A chart lists the most commonly misheard lyrics. As we mentioned, Alfred Mann’s “Blinded by the Light” tops the list as the most difficult to understand. AI correctly transcribed only 61% of the lyrics, and the song earned a readability score of 85 despite the song’s even pace of 80 words per minute. Jay-Z and Alicia Keys’ “Empire State of Mind” was number two on the list. The lyrics move fast at 158 words per minute, and the most famous mishearing is a hilarious mistake. The true lyric is “concrete jungle where dreams are made, oh,” but listeners believe they’re hearing “concrete jungle, wet dream, tomato.” The third on the list is Post Malone’s “Saint Tropez.” AI failed to correctly transcribe 32% of the lyrics, and, believe it or not, the real lyrics “since fetus” appear in the song, but listeners, perhaps understandably, think the lyric is “since Phoenix.”  You’ll see two famously misheard songs on the list that have been the subject of memes. A lyric from Sabrina Carpenter’s summer hit “Espresso” has an “I guess so” that listeners thought was “queso.” Taylor Swift is often misheard, too, as we can see on the chart. Everyone loves to bring up the “Starbucks lovers” from “Blank Space.” (She’s saying, “long list of ex-lovers.”)
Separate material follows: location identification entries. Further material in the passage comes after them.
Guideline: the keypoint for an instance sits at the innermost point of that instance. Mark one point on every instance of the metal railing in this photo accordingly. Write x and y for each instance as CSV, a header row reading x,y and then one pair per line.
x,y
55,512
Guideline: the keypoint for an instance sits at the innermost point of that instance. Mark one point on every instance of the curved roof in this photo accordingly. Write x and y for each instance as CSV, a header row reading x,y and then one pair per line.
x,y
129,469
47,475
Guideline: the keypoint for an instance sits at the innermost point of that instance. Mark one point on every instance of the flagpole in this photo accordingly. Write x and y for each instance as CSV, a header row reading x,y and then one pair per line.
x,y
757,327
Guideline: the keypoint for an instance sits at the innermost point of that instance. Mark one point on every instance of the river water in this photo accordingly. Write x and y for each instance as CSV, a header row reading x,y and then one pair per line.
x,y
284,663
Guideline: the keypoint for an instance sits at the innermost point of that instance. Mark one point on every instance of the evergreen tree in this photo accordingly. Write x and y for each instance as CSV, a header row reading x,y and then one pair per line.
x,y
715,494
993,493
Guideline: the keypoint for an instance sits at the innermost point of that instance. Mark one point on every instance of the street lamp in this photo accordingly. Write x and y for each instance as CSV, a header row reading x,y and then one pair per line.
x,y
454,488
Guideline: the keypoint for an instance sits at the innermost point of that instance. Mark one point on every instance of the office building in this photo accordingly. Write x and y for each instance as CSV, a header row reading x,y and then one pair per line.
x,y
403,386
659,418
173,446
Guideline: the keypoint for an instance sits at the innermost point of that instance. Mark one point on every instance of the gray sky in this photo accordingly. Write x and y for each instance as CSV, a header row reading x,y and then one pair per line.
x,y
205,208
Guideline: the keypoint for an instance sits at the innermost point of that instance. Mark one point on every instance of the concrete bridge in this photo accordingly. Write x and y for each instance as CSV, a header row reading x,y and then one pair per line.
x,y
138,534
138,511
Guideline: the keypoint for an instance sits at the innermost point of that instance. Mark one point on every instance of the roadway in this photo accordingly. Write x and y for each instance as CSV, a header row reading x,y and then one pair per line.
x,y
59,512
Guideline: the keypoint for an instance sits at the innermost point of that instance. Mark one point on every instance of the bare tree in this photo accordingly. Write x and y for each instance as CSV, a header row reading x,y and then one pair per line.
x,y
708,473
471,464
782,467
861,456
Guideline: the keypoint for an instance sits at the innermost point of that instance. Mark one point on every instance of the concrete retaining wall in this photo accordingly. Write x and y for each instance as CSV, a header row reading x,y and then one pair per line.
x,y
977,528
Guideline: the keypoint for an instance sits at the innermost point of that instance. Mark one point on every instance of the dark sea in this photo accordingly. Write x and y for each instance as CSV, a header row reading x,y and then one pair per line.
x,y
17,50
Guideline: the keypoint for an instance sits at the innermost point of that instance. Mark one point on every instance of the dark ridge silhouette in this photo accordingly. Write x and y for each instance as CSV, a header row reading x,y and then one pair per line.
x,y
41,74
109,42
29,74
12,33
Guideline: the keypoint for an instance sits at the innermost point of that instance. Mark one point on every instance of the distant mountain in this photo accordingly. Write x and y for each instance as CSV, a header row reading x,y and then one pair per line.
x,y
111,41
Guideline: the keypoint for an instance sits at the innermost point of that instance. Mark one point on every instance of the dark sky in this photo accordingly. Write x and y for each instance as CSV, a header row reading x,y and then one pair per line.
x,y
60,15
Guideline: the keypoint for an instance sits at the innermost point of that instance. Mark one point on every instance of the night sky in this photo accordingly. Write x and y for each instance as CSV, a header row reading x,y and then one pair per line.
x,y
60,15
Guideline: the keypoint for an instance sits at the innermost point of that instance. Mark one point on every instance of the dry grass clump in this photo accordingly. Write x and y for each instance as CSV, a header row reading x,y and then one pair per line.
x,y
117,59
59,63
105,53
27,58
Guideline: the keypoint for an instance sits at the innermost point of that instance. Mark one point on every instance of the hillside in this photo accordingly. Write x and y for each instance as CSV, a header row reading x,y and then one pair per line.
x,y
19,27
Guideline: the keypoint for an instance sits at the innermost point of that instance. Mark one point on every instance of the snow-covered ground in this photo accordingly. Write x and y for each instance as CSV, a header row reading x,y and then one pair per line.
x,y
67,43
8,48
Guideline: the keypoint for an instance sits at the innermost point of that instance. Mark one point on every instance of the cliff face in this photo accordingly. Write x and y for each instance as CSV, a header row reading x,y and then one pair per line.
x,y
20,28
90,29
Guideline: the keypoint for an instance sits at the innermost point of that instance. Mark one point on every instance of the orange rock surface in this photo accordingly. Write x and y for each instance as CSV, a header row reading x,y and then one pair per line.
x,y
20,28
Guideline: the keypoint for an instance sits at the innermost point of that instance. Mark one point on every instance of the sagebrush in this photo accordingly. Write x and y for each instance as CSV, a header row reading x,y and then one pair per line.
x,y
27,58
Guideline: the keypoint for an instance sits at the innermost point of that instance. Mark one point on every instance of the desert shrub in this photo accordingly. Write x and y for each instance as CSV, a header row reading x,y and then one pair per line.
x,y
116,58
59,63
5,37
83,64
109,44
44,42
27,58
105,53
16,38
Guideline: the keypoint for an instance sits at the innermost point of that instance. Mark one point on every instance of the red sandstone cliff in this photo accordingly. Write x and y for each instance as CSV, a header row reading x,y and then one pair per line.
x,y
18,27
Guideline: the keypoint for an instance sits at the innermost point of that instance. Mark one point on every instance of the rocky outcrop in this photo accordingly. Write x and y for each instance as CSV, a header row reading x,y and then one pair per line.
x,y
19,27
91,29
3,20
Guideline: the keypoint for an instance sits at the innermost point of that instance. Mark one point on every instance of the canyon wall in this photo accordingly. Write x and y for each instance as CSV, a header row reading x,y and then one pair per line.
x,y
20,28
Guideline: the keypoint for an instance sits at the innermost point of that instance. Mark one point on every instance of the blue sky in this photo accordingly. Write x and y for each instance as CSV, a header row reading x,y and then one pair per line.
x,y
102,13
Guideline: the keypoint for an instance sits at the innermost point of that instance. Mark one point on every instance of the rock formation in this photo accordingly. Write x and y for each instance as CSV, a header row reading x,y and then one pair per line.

The team’s data also revealed that Lady Gaga is one of the most difficult artists to understand. She had 306 misheard lyric submissions. She tends to use unconventional pronunciation in the song “Poker Face,” which alone ranks 81st in misheard lyric reports. Taylor Swift had 300 submissions across her extensive catalog, and Kelly Clarkson rounds up the top three most misheard artists list, with “Since U Been Gone” and “Because of You” having the most misheard lyric reports.

In general, the Preply team found that strong regional accents and faster genres like rap make individual words harder to understand. Mishearing lyrics is a normal function of our brain, filling in gaps in our understanding.